A nurse is teaching a class about preventive care to clients who are at risk for acquiring viral hepatitis. Which of the following information should the nurse include in the presentation?
- A. Avoid handwashing after eating.
- B. Avoid foods prepared with tap water.
- C. Avoid eating meat.
- D. Avoid covering sores with bandages.
Correct Answer: B
Rationale: The correct answer is B: Avoid foods prepared with tap water. This is important because tap water in certain regions may be contaminated with hepatitis-causing viruses. Avoiding tap water in food preparation reduces the risk of contracting viral hepatitis. Handwashing after eating (A) is actually recommended for preventing the spread of infections. Avoiding eating meat (C) is not necessary for preventing viral hepatitis transmission. Covering sores with bandages (D) is unrelated to the prevention of viral hepatitis.
A nurse is caring for an 84-year-old male client in the medical unit. The client was admitted from a provider’s office with complaints of fatigue, dizziness, and shortness of breath. The nurse reviews the client’s medical records to prepare the client’s plan of care. Complete the diagram by dragging from the choices below to specify what condition the client is most likely experiencing, 2 actions the nurse should take to address that condition, and 2 parameters the nurse should monitor to assess the client’s progress.
- A. Teach the client about the condition.
- B. Encourage intake of low-sodium diet.

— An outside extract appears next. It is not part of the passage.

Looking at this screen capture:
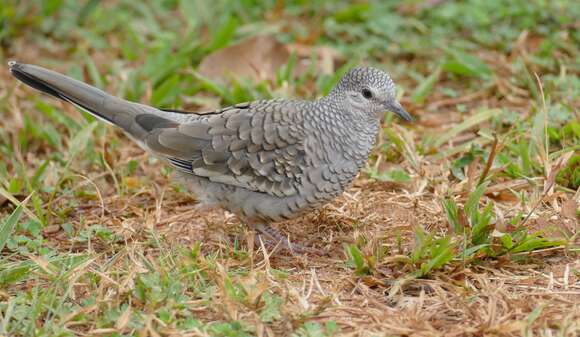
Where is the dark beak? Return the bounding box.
[386,101,413,122]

- C. Administer prescribed medications.
- D. Monitor vital signs regularly.
- E. Schedule a follow-up appointment with a specialist.
- F. Anemia
- G. Blood pressure
Correct Answer: A,C,D,E
Rationale: The correct answer is A,C,D,E. Firstly, the client is likely experiencing anemia based on the symptoms of fatigue, dizziness, and shortness of breath. Therefore, administering prescribed medications (C) to address the anemia is crucial. Teaching the client about the condition (A) helps improve understanding and compliance. Monitoring vital signs (D) is essential to track the client's response to treatment. Scheduling a follow-up appointment with a specialist (E) ensures ongoing evaluation and management. Encouraging intake of a low-sodium diet (B) is not directly related to anemia and may not be the priority in this case. Blood pressure (G) monitoring is important but not specific to anemia.

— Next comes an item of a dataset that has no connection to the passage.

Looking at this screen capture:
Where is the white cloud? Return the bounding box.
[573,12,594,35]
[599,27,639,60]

The emergency service team brings a homeless client found lying in an alley to the emergency department. An assessment is performed, and the client is suspected of having frostbite of the hands. Which finding would the nurse expect to note in this condition?
- A. Red skin with edema in the nail beds.

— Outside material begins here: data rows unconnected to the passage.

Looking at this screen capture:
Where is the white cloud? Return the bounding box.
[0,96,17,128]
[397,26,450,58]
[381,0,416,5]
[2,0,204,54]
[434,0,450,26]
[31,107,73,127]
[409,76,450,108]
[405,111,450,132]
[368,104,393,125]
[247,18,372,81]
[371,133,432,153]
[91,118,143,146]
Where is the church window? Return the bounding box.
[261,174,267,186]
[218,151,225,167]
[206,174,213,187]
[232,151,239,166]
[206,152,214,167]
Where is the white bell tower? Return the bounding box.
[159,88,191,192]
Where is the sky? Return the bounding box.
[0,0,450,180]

- B. Black fingertips surrounded by an erythematous rash.
- C. A white appearance to the skin that is insensitive to touch.
- D. A pink edematous hand.
Correct Answer: C
Rationale: The correct answer is C: A white appearance to the skin that is insensitive to touch. Frostbite initially presents with a white or pale appearance due to vasoconstriction, followed by numbness or insensitivity to touch. This occurs as a result of decreased blood flow to the affected area. As frostbite progresses, the skin may turn blue or purplish due to tissue damage. Red skin with edema in the nail beds (Choice A) is more indicative of inflammation or infection rather than frostbite. Black fingertips surrounded by an erythematous rash (Choice B) may suggest gangrene, a severe complication of untreated frostbite. A pink edematous hand (Choice D) is not characteristic of frostbite, as it typically presents with a white or bluish discoloration.